Teaching an Old Dog New Tricks
It is a bit of a long one, but bear with me as I think it has some good stuff in it, even if I am biased! hah!
Hopefully I don’t get in any trouble for referring to my father figuratively as an old dog. But I thought it was a great way to start this next post and to also branch into a small discussion about Armoured Tactics. Especially the ones my father used against me this past weekend!
Over the past several weeks my Dad has been honing his skills with US Armour. He has been using a 7th armoured list with Patton at the helm of his 3 Jumbo, 5 Easyeights, 2 M4A1 late, 5 Stuart, Mortar and AA half track force. It is a tough list but certainly needs time to be able to pound the enemy and outflank positions since it does not have any infantry or breakthrough guns to dislodge stubborn defenders.
One piece of advice I gave was that the best way to get a higher rate of fire out of your guns is to just play faster. Something I know he has been working on as we all know that being the attacker can be hard in Flames of War. He and I have also taken to always playing with a chess clock as we are finding that the game is more fair and fun. I am sure you have all been on the attacking end of things when you feel that your defending opponent has used significantly more of the clock than yourself. I know that technically you have to make it to turn 6 or both sides lose, but even then I find that the defender has a steep advantage. I personally try to get all my games to double digit turns unless someone wins on a company break or objective seizing before that. They seem to always make for better games!
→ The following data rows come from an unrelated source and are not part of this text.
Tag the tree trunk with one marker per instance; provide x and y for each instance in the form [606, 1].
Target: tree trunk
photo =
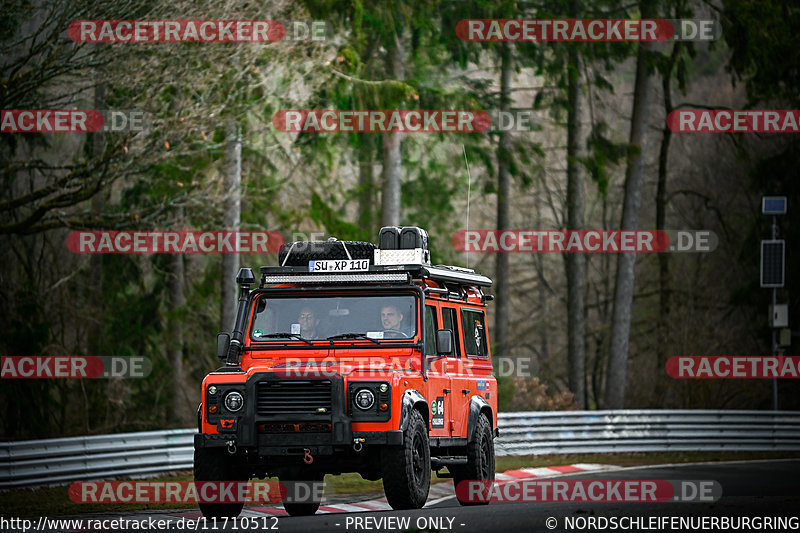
[231, 221]
[575, 262]
[95, 330]
[502, 270]
[392, 157]
[626, 262]
[177, 304]
[365, 182]
[661, 206]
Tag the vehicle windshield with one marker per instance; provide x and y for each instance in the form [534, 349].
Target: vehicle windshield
[375, 318]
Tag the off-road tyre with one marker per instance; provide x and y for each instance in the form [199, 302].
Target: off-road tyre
[299, 508]
[304, 251]
[215, 465]
[407, 468]
[480, 463]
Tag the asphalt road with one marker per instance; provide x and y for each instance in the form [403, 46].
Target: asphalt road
[752, 489]
[745, 489]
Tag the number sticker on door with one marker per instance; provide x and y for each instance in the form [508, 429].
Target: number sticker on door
[437, 412]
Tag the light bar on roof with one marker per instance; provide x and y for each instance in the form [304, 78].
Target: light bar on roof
[337, 278]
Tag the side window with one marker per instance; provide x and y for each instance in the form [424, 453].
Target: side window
[430, 330]
[474, 326]
[449, 321]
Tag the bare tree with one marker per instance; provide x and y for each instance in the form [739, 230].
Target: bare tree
[232, 215]
[626, 262]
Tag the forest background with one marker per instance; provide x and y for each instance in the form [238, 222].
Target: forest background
[595, 330]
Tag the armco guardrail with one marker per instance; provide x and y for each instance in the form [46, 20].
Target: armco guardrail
[61, 461]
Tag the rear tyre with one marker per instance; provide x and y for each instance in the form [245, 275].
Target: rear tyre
[407, 468]
[289, 480]
[480, 464]
[214, 465]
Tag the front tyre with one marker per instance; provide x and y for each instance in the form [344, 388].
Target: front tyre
[212, 464]
[407, 468]
[480, 465]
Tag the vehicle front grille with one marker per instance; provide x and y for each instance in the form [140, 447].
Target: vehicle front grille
[304, 397]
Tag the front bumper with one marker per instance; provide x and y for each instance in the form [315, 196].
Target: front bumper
[245, 432]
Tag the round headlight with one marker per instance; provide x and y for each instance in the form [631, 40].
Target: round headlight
[365, 399]
[234, 401]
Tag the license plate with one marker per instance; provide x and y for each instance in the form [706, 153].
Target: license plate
[343, 265]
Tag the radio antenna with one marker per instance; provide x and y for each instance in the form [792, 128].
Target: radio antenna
[469, 188]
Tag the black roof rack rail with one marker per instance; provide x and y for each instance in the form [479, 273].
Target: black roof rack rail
[439, 273]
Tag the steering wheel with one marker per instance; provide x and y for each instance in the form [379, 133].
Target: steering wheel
[397, 331]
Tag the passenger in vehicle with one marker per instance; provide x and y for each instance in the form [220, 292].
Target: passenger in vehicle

It is safe to say that my troops ended up being thoroughly surrounded in the breakthrough mission. I ended up bring surrounded by a good portion of my Dads armoured force with only a single Panzergrenadier bolstered by the 1iC faust and 2 pioneer teams to fight back a companies worth of armour. He was trained and I was veteran, in fox holes and dug in with AT weaponry. But I still didn’t like those odds.
Our games have been getting closer as my Dad’s armoured tactics have improved and our speed has increased. In the end it was just too much for my poor Panzergrenadiers to handle and the game was lost for my Germans.
What was most interesting though was our de-brief of the game, as we have all experienced, because we were able to talk about how my Dad used his armoured company to wait and strike at the right time. First of all he deployed his two combat platoons each with a M4A1 late, Jumbo and 2 Easy Eights in reserve with some recce, opting to have the majority of his force come from behind my army. The Mortars, Commanding tanks, Stuarts and AA then took the long way around my defenses (I was playing a fortified Grenadier Company) and went through a very difficult river and forests in order to eliminate any chance for shooting I might have had. This meant that his troops took 5 turns to get around my first fortified platoon dug in on the other side of the bridge and ford that would have been the easier crossings. However they also arrived unscathed and our turns were super fast because he was just moving.
Then when his first platoon arrived from reserve he elected to have them hide in a wood rather than striking at the single platoon of infantry dug in on the objectives. This way he avoided fire from the 3 Pak40s and artillery bombardments from my two platoons of 105s. Finally on turn 7 when the rest of his reserves showed up and his starting force (Stuarts etc) had outflanked my entrenchments everything came to bear. This obliterated much of the artillery I had and pinned the Infantry. He then proceeded with three consecutive assaults to clear out my infantry and leave only a crippled 2 stands and the CO. He passed his moral checks (only two since the third platoon was still fine) and I failed. Since I lost without the platoon I joined the CO who proceeded to run with the remainder of the Grenadiers who had had enough of the tank assaults. Truthfully, failing the platoon moral had been moot as he still had more tanks than I had infantry teams. I had however managed to inflict casualties of roughly 1 to 1 which when you are trading infantry for Tanks is great! However, it just wasn’t enough and the game went to the US.
To speak again to the timing, we also had just over 50 minutes left on the clock, definitely a great game!
I think that a few key points can be pointed out as key to ensure the American Victory.
- Putting a stronger force into the delayed “flanking” reserve. I believe that this is something that more players need to explore.
- Circumventing my forces and defenses to arrive to the key objective unscathed.
- Holding back the first set of reserves to be able to completely overwhelm my forces when the rest showed up. This is what I like to call, Target denial and then followed up by Target Saturation. I was forced to have very little to shoot at for most of the game, and then had far too many targets to possible kill enough in time.
- Quicker (and what I like to call fairer) play
I often took some flak from the boys in the REGIMENT for not “letting” my Dad win when we played, but in truth I find that our games are close, hard fought and competitive now since I didn’t let up but rather would debrief and talk tactics. I think it is safe to say that we both enjoy playing together even more after only 1.5 years since my Dad first played a game of Flames of War. It has made me excited for the days when my own son can take command of his first Flames of War company and challenge me to throw down on our miniature battlefields.